Tantivy is a low-level library to build your own search engine (Quickwit), like Lucene, it's not a search engine in itself. Kind of like how DBs are built on top of Key-Value Stores. But you can definitely build a CRUD abstraction on top of it.
Please do advise if I’ve missed something here. I was really excited about using quickwit for a project but have gone with Meilisearch precisely for these reasons. Otherwise it would be quickwit all the way.
I'm guessing Warp is Warpstream which I have been chomping at the bit to try out: https://hn.algolia.com/?q=warpstream
Once you hook these backends up to real-time streaming updates, transactions, heavy indexing, or immutable backends that cause constant churn (hive/hudi/iceberg/delta lake), you're in for a bad time financially.
As someone who spent the last decade and half getting alerts from RDBMSes I’m basically to the point that if you think your system requires more than object storage for state management, I don’t want to be involved.
My last company looked at rolling out elastic/open search to alleviate certain loads from our db, but it became clear it was just going to be a second monstrously complicated system that was going to require a lot of care and feeding, and we were probably better off spending the time trying to squeeze some additional performance out of our DB.
Personally I think you might actually need a DB to do the work of a DB, and you can't as easily build one on top of a blob store as on a block device. But I do think most distributed systems should use blob and/or DB and not the filesystem.
Ops is easier, for the most part. Doing ops on an RDBMS correctly can be a pain. Things like replication, failover, performance tuning, etc etc can be hard. This is much less of an issue because services like RDS solve this and have solved it for a long time. Not a huge issue there.
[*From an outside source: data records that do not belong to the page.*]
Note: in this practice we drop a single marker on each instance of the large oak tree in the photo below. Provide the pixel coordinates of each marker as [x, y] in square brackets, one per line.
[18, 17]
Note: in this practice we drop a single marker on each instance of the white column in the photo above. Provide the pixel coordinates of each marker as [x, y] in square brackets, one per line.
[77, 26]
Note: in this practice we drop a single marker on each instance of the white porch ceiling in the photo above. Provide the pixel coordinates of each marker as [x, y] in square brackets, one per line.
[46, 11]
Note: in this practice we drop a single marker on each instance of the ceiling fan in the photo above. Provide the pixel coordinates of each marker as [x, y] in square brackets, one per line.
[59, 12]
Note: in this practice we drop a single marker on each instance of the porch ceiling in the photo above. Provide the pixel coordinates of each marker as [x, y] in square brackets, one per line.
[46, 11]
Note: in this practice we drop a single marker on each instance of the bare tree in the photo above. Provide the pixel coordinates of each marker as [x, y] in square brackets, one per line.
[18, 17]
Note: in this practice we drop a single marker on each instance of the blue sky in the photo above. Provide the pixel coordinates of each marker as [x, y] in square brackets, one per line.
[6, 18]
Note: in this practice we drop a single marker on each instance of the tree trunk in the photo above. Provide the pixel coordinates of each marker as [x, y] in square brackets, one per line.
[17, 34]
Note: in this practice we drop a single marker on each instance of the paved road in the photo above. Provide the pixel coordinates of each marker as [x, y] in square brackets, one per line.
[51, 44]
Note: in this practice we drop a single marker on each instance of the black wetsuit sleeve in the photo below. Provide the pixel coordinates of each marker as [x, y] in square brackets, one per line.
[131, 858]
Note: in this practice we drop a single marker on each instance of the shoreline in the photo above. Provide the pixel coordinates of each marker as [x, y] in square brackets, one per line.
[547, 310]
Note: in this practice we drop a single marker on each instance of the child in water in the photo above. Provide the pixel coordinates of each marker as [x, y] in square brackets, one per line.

Splitting compute from storage makes scaling a lot easier, especially when storage is an object store system where you don't have to worry about RAID, disk backups, etc etc. Especially for clustered systems like elasticsearch, having object store backing would be incredible: if you need to spin up/down a new server, instead of starting it, convincing it to download the portions of the indexes it's supposed to and waiting for everything to transfer, you just start it and let it run immediately. You can also now run 80% spot instances for your compute nodes because if one gets recalled, the replacement doesn't have to sync all its state from the other servers, it can just go to business as usual, and a sudden loss of 60% of your nodes doesn't mean data loss like it does if your nodes are holding all the state.
I think for something like an RDBMS, object-store backing is very likely completely overkill, unless you're hitting some scaling threshold that most of us don't deal with ever. For clustered DB systems (cassandra/scylla, ES, etc etc), splitting out storage makes cluster management, scalability, and resiliency worlds easier.
In my analysis of 1 Million hacker news stories, it worked much better than algolia search while running on a single core ! More details are provided in this post: https://eagledot.xyz/malhar.md.html . I tried to submit it here to gather more feedback but didn't work i guess!
That often involves recording original trigram position, but I think that's necessary to weigh "I like happy cats" higher than "I like happy dogs but I don't like cats" in a search for "happy cats".
In many ways Solr has come a long way since, and I'm curious to see how well they can make a similar system perform in the cloud environment.
Answere: it is not.
You can certainly jump over it but I imagine a number of people like myself just skip the article entirely.
Just started a search project, and this one will be on the list for sure.
I think rclone mount can do the same thing with its chunked reads + cache, wonder what's the memory overhead for the process.
Local caching is a key element of such architectures, otherwise S3 is too slow and expensive to query.
The universe is a stateful organism in constant flux.
Put another way: brushing-it-under-the-rug as a service.
Put it another way: serverless and stateless don't mean what you think they mean.
Compute availability is lumped into one gigantic pool and all of the concerns below the execution of your code is managed for you.